Сережа чувствовал, что назревает разговор с Костей, но по-прежнему не знал, как его построить, и потому просто ждал, продолжая играть свою хорошо отточенную, но надоевшую роль. Вопреки его непростому состоянию Мандельвакс уверенно рос вместе с рынком. Статусная поддержка Вайме помогала легко подключать крупных клиентов, которые раньше могли месяцами капризно приглядываться и согласовывать договор. Конечно, быстрое расширение команды привнесло много новых операционных задач и снизило общую маржинальность, но все это было не критично.
Больше всего Сережу беспокоили все чаще возникающие у него вопросы относительно идейного фундамента компании. И даже не конкретно Мандельвакса, а бизнеса вообще. “Какая у нас мелодия? О чем поет Мандельвакс? — размышлял он, глядя на красивые графики растущих бизнес-показателей и вспоминая слова Киры. — Сделать продукт удобнее, привлечь больше клиентов, подсадить их вдолгую на подписную модель, минимизировать отток, снижать издержки. Как они шутили с Костей на старте, главной задачей было настроить такую воронку продаж, чтобы попав в нее, клиент не мог оттуда выбраться.
Шутки шутками, но что бы кто не писал в разделе “Наша миссия”, базовой целью любой коммерческой структуры было и остается извлечение прибыли. Предприниматель строит агрегат, чтобы опуская в него рубль, получать на выходе рубль с хвостиком. А когда агрегат наконец начинает работать, все дальнейшие усилия направлены на то, чтобы из хвостика вырастить хвостище. И наш Мандельвакс здесь не исключение. Конечно, мы создаем рабочие места и помогаем мелкой и средней рознице, но нужно ли тратить на это так много времени, как я трачу сейчас? Ведь этот забег никогда не закончится сам по себе, это уже ясно. Зачем эта непрерывная гонка? Как долго я собираюсь ее продолжать? Сколько мне нужно денег? Чего я, собственно, хочу?”
Размышления могли начинаться по-разному, но так или иначе они приходили к этому вопросу. Добираясь до него, Сережа вспоминал небольшую старинную виллу среди Тосканских холмов, где они останавливались с Майей. Это место поразило его уютом, тишиной и какой-то особой гармонией. Даже сейчас он улыбался, вспоминая уютный шорох гравия под колесами подъезжающего автомобиля, эффектно подсвеченную ночью старую кладку и горшки с цветами, стильные интерьеры, где предметы разных эпох встречались друг с другом и не спорили, а дружили. Колодец в центре внутреннего дворика, уютный ресторан с домашней кухней и широкие качели, на которых они с Майей лежали, глядя на звезды, светлячков и белые накидки тумана.
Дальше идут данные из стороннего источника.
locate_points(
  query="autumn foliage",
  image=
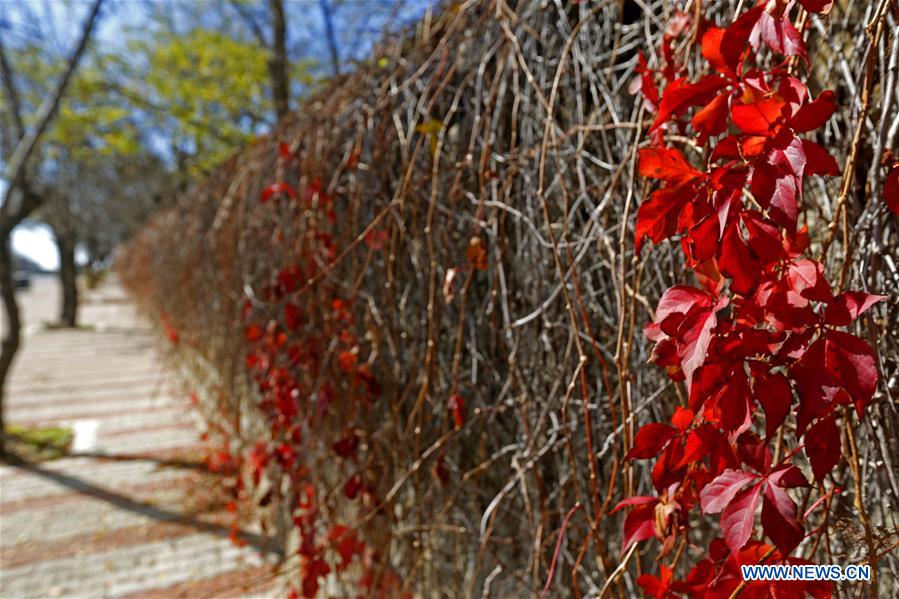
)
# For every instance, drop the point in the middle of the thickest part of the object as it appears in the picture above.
(552, 300)
(761, 339)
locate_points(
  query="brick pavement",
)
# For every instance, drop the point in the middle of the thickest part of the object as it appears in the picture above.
(134, 513)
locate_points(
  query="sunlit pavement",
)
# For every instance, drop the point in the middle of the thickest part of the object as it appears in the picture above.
(133, 512)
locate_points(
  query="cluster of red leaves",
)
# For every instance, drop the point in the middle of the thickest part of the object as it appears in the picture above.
(309, 363)
(760, 338)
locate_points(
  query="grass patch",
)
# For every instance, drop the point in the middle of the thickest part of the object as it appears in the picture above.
(36, 444)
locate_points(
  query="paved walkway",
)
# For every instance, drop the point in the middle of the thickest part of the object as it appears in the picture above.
(133, 512)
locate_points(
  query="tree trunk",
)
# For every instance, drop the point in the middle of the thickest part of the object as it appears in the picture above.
(278, 65)
(10, 342)
(68, 280)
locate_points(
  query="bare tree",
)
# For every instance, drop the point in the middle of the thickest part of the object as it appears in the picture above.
(19, 199)
(330, 35)
(278, 62)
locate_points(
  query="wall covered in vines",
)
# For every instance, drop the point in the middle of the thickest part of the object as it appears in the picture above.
(566, 298)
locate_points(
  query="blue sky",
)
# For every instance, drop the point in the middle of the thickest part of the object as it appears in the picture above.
(56, 23)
В один из вечеров хозяева виллы, харизматичная супружеская пара, предложили Сереже с Майей вместе поужинать. Сразу после первых бокалов Haiku Castello di Ama разговоры преодолели барьер погоды и местных достопримечательностей. Майя с Клаудией углубились в обсуждение искусства и особенностей реставрации старинной мебели, а Сережа стал расспрашивать Винченцо об их семейном бизнесе.
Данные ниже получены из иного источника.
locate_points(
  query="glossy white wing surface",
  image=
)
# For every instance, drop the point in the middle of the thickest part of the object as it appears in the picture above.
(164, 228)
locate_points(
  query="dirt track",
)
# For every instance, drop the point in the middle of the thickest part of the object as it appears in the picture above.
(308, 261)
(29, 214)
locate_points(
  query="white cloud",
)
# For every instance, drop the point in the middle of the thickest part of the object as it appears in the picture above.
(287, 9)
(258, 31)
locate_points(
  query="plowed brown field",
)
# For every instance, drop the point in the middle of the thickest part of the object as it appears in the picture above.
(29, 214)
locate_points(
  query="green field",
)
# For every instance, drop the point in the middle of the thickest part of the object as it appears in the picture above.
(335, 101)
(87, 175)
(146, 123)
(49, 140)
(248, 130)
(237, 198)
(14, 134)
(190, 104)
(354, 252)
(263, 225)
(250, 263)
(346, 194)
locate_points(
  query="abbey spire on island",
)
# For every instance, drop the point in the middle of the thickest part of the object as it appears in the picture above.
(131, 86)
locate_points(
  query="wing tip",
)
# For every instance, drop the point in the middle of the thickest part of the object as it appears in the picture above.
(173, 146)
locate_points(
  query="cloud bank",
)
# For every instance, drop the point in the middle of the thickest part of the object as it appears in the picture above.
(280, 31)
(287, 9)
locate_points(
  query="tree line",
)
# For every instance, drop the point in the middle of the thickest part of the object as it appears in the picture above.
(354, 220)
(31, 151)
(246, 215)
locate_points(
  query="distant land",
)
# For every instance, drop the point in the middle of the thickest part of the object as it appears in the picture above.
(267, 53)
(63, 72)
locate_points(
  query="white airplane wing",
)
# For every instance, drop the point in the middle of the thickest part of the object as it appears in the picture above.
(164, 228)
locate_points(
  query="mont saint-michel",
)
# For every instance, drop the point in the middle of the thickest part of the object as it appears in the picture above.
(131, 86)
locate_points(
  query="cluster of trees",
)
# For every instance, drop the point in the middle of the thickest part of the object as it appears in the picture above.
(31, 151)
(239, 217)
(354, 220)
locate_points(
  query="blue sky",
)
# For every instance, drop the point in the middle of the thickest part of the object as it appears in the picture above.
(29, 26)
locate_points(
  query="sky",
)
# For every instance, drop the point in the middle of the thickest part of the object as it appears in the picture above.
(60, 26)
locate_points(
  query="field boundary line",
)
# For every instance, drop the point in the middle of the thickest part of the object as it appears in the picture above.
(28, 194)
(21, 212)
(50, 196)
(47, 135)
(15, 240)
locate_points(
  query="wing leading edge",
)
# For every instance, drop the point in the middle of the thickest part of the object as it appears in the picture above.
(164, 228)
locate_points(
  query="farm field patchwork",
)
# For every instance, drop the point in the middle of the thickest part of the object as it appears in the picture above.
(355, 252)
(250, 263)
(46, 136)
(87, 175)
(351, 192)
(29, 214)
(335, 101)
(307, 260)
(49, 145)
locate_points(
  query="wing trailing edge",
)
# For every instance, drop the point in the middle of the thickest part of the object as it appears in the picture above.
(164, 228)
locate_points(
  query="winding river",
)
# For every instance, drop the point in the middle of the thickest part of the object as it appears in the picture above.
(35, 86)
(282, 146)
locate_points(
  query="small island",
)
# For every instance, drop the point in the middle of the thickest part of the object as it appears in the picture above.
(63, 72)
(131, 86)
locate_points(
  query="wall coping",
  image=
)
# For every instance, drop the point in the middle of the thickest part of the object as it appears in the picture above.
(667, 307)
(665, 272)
Тот рассказал, что идея открыть апарт-отель пришла ему еще в двадцать четыре, когда он продавал подержанные машины в Неаполе. Его вдохновил пример родителей его товарища, которые всю жизнь жили за городом и держали небольшой ресторан, куда вечерами приходили соседи и друзья, жившие неподалеку. Сначала они готовили все вдвоем с женой, а позднее наняли повара, который в итоге стал почти родным и поселился у них в маленьком домике. Меню было очень простым и почти никогда не менялось. В будние дни подавались только пиццы, салаты и закуски. С пятницы по воскресенье добавлялись морепродукты — их привозил один из соседей.
“Я сам не знаю, почему меня это зацепило, — улыбаясь рассказывал Винченцо. — Никто из моих друзей меня не понимал. Видеть одни и те же лица каждый вечер и раскатывать тесто для пиццы — скукотища. Но я был уверен, что мне не будет скучно”.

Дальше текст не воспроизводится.